Amend SB 1648 (house committee printing) as follows:
(1) On page 1, strike lines 9 through 11 and substitute the following:
SECTION 2. Section 533.038, Government Code, is amended by amending Subsections (a) and (g) and adding Subsections (g-1), (h), (i), and (j) to read as follows:
(a) In this section:[,]
(1) "Complex medical needs" means the condition of having multiple, significant chronic health problems that:
(A) affect multiple organ systems; and
(B) result in functional limitations, high health care needs or utilization, or the need for or use of medical technology.
(2) "Durable medical equipment" means equipment, including repair and replacement parts for the equipment and supplies and services related to the equipment, that:
(A) is primarily and customarily used to serve a medical purpose;
(B) is prescribed by a treating health care provider for medical necessity; and
(C) includes ventilators, infusion pumps, complex rehabilitation technology, prostheses, medical devices, and other medical equipment, supplies, and services prescribed by a treating health care provider.
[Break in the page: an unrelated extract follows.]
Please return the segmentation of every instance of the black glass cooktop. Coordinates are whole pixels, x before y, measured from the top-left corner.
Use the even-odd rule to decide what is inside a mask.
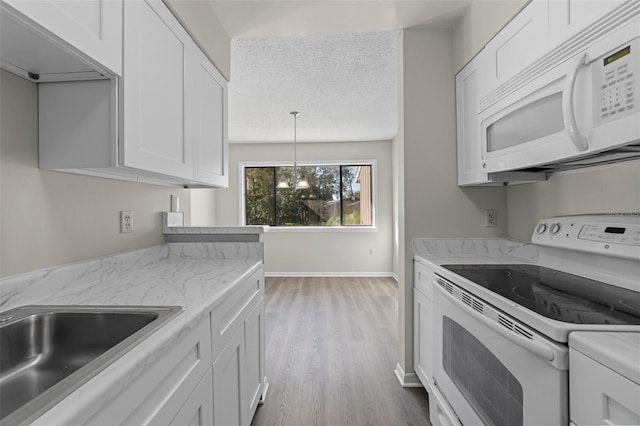
[[[640,325],[640,292],[537,265],[442,265],[557,321]]]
(3) "Medicaid wrap-around benefit" means a Medicaid-covered service, including a pharmacy or medical benefit, that is provided to a recipient with both Medicaid and primary health benefit plan coverage when the recipient has exceeded the primary health benefit plan coverage limit or when the service is not covered by the primary health benefit plan issuer.
(4) "Specialty provider" means a an entity or another person that provides health-related goods or services to a recipient, including providers of medication, therapy services, and equipment, including durable medical equipment.
(2) On page 1, line 14, between "relationship" and "with", insert "at any time".
(3) On page 1, line 15, between "care" and "from", insert ", including equipment, supplies, and services necessary to provide that care,".
(4) On page 1, between lines 17 and 18, insert the following:
(g-1) The continuity of care required under Subsection (g) is guaranteed to all recipients, regardless of:
(1) whether the recipient:
(A) receives a Medicaid wrap-around benefit; or
(B) has Medicaid coverage only;
(2) the date the recipient enrolled in the managed care plan provided by the Medicaid managed care organization; or
(3) whether the provider is an in-network provider.
(5) On page 1, line 22, strike "offering the managed care plan".
(6) On page 1, line 23, between "shall" and "negotiate", insert "develop a simple, timely, and efficient process to".
(7) On page 2, between lines 8 and 9, insert the following:
(j) The cancellation of a contract between a Medicaid managed care organization and a specialty provider under which the provider agrees to provide in-network services to recipients does not void or otherwise affect that organization's duty under Subsection (g) to provide continuity of care to recipients with complex medical needs. In the event of cancellation, the recipient has the right to select the recipient's preferred specialty provider.
(8) Add the following appropriately numbered SECTIONS to the bill and renumber subsequent SECTIONS of the bill accordingly:
SECTION ____. Section 1301.154, Insurance Code, is amended by amending Subsection (a) and adding Subsection (c) to read as follows:
(a) Except as provided by Subsections [Subsection] (b) and (c), Sections 1301.152 and 1301.153 do not extend an insurer's obligation to reimburse the terminated physician or provider or, if applicable, the insured at the preferred provider level of coverage for ongoing treatment of an insured after:
(1) the 90th day after the [effective] date of the end of the contract [termination]; or
(2) if the insured has been diagnosed as having a terminal illness at the time of the termination, the expiration of the nine-month period after the effective date of the termination.
(c) If an insured is a Medicaid recipient with complex medical needs who receives Medicaid services through a Medicaid managed care organization under Chapter 533, Government Code, and who has established at any time a relationship with a specialty provider, including a provider of medications, durable medical equipment, services, or supplies or other specialty provider, an insurer's obligation to reimburse, in accordance with the applicable reimbursement methodology as specified in rules adopted by the Health and Human Services Commission, including 1 T.A.C. Section 353.4, the physician or provider or, if applicable, the insured, extends until a contract has been implemented under Section 533.038(g), Government Code.
SECTION ____. Section 1301.154, Insurance Code, as amended by this Act, applies only to a health benefit plan that is delivered, issued for delivery, or renewed on or after January 1, 2022. A health benefit plan that is delivered, issued for delivery, or renewed before January 1, 2022, is governed by the law as it existed immediately before the effective date of this Act, and that law is continued in effect for that purpose.